As a result, the concept of reasonable use was nationalized, allowing the federal government to claim the rivers’ waterpower over all competing claims. These projects were intended to create jobs for laborers and engineers alike, but their work could only begin in the lawyers’ wake.

In stark contrast to this era (and to China today), the last 30 years in the United States has been a story not of dam building but removal, with New England leading the way.

Our oldest dams in particular have been torn down at a rapid rate, owing in part to their deterioration. As Bruce Babbitt, the U.S. Secretary of the Interior, put it in the late 1990s, “Dams are not like the pyramids of Egypt that stand for eternity.” The 1999 removal of the Edwards Dam on Maine’s Kennebec River, ordered by the Federal Energy Regulatory Commission, established a landmark precedent that free-flowing rivers should be prioritized.

But we’re not rebuilding our decrepit dams after we tear them down, either. And that is because the law began to change in the 1970s owing not just to environmental concerns, but also to the recognition that an undammed river has substantial economic value whether through increased recreation or development.

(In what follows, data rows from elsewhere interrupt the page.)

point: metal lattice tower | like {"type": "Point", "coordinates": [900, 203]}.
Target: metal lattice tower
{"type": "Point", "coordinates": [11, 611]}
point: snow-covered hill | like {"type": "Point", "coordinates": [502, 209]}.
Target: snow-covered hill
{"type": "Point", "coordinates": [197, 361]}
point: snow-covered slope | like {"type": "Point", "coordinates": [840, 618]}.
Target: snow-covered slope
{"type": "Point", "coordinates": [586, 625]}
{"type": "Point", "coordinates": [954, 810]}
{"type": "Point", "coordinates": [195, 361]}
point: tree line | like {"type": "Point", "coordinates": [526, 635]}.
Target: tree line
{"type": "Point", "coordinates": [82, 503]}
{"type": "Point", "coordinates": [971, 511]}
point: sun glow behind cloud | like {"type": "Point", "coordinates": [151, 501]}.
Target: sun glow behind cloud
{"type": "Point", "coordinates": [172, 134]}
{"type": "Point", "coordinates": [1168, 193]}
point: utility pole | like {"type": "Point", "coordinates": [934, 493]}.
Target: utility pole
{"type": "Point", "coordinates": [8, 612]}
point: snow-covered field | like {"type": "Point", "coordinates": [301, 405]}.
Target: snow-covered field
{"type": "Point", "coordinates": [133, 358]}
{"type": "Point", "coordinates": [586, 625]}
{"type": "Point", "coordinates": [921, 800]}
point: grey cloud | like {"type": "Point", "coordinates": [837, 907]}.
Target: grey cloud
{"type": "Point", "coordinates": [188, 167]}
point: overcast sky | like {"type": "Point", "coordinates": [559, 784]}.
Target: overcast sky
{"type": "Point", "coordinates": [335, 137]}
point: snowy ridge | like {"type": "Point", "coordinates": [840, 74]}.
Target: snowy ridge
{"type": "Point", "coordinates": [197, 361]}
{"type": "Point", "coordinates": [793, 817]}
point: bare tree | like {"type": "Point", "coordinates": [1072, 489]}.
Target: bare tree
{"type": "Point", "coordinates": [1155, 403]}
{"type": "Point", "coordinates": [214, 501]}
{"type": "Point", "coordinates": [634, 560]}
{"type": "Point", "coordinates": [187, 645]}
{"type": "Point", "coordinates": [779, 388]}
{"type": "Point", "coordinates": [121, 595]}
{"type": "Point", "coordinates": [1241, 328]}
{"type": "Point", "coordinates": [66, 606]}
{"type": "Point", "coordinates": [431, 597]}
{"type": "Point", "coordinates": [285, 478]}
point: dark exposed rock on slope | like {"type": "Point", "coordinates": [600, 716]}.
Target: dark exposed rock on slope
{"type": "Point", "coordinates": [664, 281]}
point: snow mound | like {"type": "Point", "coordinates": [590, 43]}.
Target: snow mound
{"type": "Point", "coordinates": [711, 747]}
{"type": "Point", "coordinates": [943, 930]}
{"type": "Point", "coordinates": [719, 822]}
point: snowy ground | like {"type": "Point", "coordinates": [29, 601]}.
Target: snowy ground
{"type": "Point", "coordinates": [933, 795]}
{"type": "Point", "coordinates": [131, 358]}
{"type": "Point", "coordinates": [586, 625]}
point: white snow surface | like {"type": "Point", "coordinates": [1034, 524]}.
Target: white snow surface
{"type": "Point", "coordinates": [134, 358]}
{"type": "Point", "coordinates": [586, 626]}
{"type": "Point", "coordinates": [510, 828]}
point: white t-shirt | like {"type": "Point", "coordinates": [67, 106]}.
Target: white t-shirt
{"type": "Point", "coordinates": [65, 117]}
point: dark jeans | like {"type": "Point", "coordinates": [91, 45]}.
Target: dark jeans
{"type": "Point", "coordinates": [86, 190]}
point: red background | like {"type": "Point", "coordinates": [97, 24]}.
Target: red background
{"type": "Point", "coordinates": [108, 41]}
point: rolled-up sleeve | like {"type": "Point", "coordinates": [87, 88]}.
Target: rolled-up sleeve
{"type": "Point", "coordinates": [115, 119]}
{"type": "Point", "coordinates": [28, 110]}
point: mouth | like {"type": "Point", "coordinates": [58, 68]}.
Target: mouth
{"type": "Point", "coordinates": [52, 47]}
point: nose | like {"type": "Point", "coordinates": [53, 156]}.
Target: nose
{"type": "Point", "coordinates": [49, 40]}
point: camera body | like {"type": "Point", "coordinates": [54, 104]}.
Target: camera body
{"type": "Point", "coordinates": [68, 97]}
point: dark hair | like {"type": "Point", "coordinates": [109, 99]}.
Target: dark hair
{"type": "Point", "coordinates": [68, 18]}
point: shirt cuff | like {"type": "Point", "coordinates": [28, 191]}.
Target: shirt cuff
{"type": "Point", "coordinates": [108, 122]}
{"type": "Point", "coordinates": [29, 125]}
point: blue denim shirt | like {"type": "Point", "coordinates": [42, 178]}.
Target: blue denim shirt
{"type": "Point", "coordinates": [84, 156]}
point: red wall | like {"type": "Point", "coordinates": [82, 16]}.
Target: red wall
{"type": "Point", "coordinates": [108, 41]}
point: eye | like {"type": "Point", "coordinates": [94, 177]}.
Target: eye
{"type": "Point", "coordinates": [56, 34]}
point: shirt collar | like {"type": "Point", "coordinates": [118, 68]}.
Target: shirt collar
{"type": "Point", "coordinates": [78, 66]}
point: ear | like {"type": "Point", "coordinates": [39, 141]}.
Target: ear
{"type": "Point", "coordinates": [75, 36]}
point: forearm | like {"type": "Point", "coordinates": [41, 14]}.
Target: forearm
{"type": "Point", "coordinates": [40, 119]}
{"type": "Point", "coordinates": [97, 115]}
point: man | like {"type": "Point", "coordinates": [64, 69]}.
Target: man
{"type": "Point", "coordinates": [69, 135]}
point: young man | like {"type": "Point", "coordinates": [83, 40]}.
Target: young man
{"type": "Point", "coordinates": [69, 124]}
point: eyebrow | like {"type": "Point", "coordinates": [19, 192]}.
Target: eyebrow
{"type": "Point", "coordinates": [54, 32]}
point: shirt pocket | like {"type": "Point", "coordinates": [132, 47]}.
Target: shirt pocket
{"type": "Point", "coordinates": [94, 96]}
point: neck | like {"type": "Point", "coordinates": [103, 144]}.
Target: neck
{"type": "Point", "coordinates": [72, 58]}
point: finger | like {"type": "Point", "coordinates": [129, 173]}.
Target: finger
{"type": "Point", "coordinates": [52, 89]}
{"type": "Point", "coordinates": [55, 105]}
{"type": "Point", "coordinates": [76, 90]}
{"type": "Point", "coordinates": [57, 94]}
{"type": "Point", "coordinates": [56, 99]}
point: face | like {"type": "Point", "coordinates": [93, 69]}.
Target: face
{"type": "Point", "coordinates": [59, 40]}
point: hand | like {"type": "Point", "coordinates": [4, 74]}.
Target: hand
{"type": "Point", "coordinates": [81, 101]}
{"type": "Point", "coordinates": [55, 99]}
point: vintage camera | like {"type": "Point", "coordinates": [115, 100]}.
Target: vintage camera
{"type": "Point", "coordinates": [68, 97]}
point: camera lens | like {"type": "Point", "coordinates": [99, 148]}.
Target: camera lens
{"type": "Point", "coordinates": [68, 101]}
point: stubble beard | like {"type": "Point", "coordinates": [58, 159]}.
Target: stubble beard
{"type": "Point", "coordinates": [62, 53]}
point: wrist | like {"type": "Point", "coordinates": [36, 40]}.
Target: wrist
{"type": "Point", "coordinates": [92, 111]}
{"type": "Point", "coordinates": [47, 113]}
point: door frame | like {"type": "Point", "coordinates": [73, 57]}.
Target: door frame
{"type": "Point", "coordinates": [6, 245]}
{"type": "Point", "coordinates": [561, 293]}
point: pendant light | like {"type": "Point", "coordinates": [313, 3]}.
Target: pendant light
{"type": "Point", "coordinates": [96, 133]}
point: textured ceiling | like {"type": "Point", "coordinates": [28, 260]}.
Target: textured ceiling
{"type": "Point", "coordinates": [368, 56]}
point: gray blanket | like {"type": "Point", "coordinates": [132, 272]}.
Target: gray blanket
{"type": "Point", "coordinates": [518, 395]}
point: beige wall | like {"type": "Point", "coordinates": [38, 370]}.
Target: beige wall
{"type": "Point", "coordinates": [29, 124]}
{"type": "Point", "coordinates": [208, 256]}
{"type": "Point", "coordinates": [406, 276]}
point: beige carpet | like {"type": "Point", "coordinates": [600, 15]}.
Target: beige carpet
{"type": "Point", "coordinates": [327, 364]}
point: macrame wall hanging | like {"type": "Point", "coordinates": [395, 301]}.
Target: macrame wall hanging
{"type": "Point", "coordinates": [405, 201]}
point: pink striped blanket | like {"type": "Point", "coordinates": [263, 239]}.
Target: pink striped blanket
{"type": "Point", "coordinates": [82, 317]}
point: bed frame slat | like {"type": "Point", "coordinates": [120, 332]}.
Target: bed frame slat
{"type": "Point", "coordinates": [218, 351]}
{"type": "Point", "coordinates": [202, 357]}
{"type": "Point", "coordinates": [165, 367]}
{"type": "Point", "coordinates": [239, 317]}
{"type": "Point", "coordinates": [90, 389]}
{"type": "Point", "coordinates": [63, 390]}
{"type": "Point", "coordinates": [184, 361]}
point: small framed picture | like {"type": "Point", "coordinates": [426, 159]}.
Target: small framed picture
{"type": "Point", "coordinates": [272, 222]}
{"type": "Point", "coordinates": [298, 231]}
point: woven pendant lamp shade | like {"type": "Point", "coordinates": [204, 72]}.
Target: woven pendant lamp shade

In Maine, I can now take my sons fishing for shad every May on the Kennebec — and lobstermen have a cheaper source of bait thanks to the returning fish. Sea-run fish, after all, are really just a form of energy transferred from the ocean to the interior.

These sorts of economic benefits, more than any environmentalist rationale, make choosing not to rebuild our dams a pragmatic choice. Meanwhile, we have numerous other sources of energy, western rivers like the Colorado River are drying up and the costs of rebuilding can be astronomical.

Rivers and lawyers share two defining qualities: flexibility and resilience. On rivers where big dams have come down, fish have returned at a scale beyond the most optimistic predictions. China’s engineering leaders may build bigger marvels to tame rivers and compete with the United States. But American strength lies in our ability to change our minds. Our crumbling dams do not signal decline. Instead, our strength as a nation is a dynamism rooted in the law, and in the rivers that sustain us.